PHI12 non è una piscina. È un’opera architettonica e tecnologica che ridefinisce il concetto stesso di immersione. Con l’ingresso del primo litro d’acqua, avvenuto il 10 agosto sotto il cielo della notte di San Lorenzo, la struttura ideata dall’architetto Emanuele Boaretto entra nella sua fase più delicata e affascinante: il collaudo. Da questo momento PHI12 non è più un progetto. E’ un organismo che prende vita, pronto a diventare uno dei luoghi più innovativi al mondo per attività subacquee, ricerca scientifica, formazione specializzata e produzioni cinematografiche.

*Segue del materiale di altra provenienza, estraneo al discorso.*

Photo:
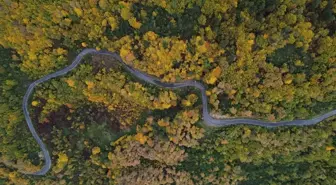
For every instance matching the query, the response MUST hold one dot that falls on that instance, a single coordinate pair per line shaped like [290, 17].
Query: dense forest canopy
[265, 59]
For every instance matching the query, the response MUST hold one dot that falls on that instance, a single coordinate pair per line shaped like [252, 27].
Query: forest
[271, 60]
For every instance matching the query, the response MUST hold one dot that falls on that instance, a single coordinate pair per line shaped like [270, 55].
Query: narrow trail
[209, 121]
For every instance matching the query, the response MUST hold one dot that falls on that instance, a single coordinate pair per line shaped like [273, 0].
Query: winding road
[210, 121]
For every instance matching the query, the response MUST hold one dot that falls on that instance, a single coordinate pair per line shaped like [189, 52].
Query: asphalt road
[210, 121]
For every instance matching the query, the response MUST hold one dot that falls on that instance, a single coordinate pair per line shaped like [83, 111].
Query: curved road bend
[209, 121]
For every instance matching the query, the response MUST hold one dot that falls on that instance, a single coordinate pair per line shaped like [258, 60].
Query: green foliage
[264, 59]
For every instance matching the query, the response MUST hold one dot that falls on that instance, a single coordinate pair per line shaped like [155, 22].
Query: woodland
[264, 59]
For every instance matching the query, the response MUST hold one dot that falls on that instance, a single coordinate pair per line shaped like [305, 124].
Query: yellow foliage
[90, 84]
[141, 138]
[95, 150]
[78, 11]
[34, 103]
[213, 76]
[329, 148]
[113, 23]
[134, 23]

PHI12 nasce come evoluzione naturale di Y‑40 The Deep Joy, la piscina termale più profonda al mondo. Ma ne supera i limiti. Si tratta di un cilindro di 12 metri di diametro, una profondità che supera i 44 metri, 4,7 milioni di litri d’acqua termale. Un investimento di 15 milioni di euro e il primo ascensore panoramico al mondo inserito in una struttura acquatica profonda. È un’opera pensata per accogliere ciò che finora non aveva un luogo: test aerospaziali, ricerca medico‑subacquea, esercitazioni di soccorso, prove industriali, grandi set cinematografici.
PHI12 è progettata per essere vissuta anche da chi non si immerge
A cinque metri di profondità, una vetrata anulare permette ai visitatori di osservare le attività subacquee lungo tutto il perimetro. L’ascensore panoramico scende alla stessa velocità di apneisti e subacquei, trasformando la visita in un’esperienza immersiva pur restando all’asciutto. Il cilindro è aperto al cielo, così da consentire la movimentazione dall’alto di attrezzature e scenografie. Un dettaglio che rende PHI12 un set naturale per produzioni cinematografiche e spot internazionali.
Il riempimento sta richiedendo 12 giorni di lavoro continuo, con monitoraggio costante e una gestione termica attentissima. Prima acqua a 20‑25 °C per stabilizzare la struttura, poi sostituzione graduale con acqua termale salsobromoiodica che sgorga a 86‑87 °C e verrà portata a 32‑34 °C, temperatura ideale per immersioni senza muta.
PHI12 è anche un laboratorio scientifico
Sarà utilizzato per studiare il comportamento del corpo umano in immersione, per testare prototipi industriali, per simulazioni aerospaziali e per esercitazioni delle forze armate e dei gruppi di soccorso. Gli ambienti sono stati predisposti per ospitare attrezzature specialistiche, con una fase finale di completamento dedicata proprio alle esigenze operative di questi reparti.
Un’ìmpresa fuori scala
Il cantiere è stato un’impresa fuori scala: 2 km di ponteggi, 170 mq di vetri acrilici, elementi da oltre 2,6 tonnellate posati con precisione millimetrica, tecniche di escavazione simili a quelle delle gallerie. Il risultato è una struttura che unisce acqua, luce, tecnologia e architettura in un modo mai visto prima.
PHI12 entrerà in funzione entro la fine dell’autunno, completando un percorso che ha richiesto anni di progettazione, innovazione e visione. Sarà un luogo dove sport, scienza, cinema e formazione troveranno un’unica casa: un nuovo modo di vivere la profondità, un nuovo modo di immaginare l’acqua.